Here, we examine the composition of bacterial full-length 16S rRNA genes in Xylocopa sonorina Smith [previously X. varipunctaPatton] and Xylocopa tabaniformis orpifex Smith (Bezark 2013), two carpenter bee species common in the western North America. We leverage PacBio Sequencing and a sample inference method with single-nucleotide resolution (Callahan et al. 2019) to examine strain-level resolution and phylogenetic relationships to previously characterized bee microbial taxa. These Xylocopa species often co-occur locally, collect nectar and pollen from the same plant hosts, and show a similar seasonal phenology in activity and reproduction. We examined microbiome composition in two tissues, the crop (foregut) and gut (combined midgut and hindgut), which are disparate in function and separated by a proventricular valve affecting movement between these regions. We hypothesized that the crop would be variable in bacterial composition among individuals, due to frequent intake of food including pollen, low microbial biomass and predominance of environmentally-sourced microbes, (Anderson et al. 2013). We hypothesized that if Xylocopa is similar to social apids, the gut would host a core microbiome distinctive from the crop that was consistent among individuals (Moran 2015), or if Xylocopamicrobiomes resemble solitary bees sampled to date, the gut would host a variable microbiome with high similarity to the crop (Voulgari-Kokota et al. 2019).

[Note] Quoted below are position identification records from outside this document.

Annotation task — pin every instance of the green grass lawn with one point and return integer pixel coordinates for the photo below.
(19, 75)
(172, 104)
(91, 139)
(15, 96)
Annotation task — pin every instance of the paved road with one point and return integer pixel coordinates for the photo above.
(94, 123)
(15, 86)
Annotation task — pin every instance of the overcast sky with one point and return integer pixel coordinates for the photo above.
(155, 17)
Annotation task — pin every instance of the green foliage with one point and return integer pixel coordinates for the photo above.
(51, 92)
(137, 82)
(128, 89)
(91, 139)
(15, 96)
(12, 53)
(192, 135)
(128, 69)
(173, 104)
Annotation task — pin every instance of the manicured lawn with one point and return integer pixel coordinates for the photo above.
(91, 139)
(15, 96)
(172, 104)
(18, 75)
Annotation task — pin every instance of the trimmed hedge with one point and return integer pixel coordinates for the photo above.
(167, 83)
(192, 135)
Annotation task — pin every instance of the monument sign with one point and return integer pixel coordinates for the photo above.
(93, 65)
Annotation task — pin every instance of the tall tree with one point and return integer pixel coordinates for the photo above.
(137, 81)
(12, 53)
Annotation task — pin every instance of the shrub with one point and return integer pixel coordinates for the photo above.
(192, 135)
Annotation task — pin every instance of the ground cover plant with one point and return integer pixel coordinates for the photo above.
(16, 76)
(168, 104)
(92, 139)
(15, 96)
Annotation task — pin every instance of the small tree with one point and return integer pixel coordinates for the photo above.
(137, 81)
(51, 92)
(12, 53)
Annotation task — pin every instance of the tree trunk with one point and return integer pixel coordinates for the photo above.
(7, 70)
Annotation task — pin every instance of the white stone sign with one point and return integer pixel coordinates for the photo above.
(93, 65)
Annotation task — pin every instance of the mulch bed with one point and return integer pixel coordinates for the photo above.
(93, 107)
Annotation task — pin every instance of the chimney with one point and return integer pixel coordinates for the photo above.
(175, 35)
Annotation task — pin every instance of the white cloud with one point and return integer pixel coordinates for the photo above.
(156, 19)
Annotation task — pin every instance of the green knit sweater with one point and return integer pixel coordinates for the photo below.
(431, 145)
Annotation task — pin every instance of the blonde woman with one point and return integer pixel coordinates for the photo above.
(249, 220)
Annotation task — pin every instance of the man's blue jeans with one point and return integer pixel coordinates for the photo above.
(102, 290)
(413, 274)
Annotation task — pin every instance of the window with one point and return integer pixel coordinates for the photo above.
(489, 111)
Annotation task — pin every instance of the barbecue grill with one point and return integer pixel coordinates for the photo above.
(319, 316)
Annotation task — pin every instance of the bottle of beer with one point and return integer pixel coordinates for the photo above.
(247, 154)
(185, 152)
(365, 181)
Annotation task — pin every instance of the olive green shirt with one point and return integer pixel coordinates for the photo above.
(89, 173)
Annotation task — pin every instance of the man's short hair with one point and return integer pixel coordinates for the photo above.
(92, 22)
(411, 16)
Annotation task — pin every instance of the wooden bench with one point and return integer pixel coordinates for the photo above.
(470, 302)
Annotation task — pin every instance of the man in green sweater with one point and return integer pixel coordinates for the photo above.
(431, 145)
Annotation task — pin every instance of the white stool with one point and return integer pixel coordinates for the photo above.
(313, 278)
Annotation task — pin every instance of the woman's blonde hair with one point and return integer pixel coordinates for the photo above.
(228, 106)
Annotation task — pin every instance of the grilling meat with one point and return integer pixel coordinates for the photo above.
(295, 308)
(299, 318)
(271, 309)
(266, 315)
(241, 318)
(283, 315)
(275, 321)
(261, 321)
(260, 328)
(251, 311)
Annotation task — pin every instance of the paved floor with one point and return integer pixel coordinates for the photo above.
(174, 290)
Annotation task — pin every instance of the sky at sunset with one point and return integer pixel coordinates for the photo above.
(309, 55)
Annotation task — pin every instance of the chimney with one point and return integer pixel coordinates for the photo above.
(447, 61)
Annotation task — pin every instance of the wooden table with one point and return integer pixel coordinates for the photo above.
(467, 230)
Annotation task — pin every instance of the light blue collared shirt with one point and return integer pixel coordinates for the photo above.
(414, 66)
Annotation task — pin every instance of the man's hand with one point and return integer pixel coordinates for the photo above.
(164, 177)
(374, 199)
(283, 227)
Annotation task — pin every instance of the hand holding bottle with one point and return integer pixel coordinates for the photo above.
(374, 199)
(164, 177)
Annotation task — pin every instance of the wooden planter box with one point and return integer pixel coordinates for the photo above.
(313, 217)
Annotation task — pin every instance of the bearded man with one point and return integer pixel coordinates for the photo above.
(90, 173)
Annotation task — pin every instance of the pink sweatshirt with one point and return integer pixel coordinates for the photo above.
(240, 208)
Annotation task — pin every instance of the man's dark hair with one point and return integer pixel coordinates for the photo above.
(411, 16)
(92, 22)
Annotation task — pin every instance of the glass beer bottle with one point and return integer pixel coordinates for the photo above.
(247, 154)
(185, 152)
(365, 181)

To address these hypotheses, we sampled bees from three geographic locations and first compared how bacterial alpha and beta-diversity differ among tissues, species and geographic locations. We also examined if sex or foraging status was associated with bacterial composition. Next, we defined the core bacterial taxa for these species and examined phylogenetic patterns among strains within these core clades. Lastly, to examine if shorter regions of the 16S rRNA gene could also detect these patterns, we repeated analyses using the full-length data that had been trimmed to the V4 region only. Our results suggest that carpenter bees host distinctive gut bacterial communities including bacterial clades previously detected in corbiculates. In addition, Xylocopaspecies host phylogenetically and geographically distinct lineages within core clades which are revealed by the full-length 16S but not by the V4 region alone.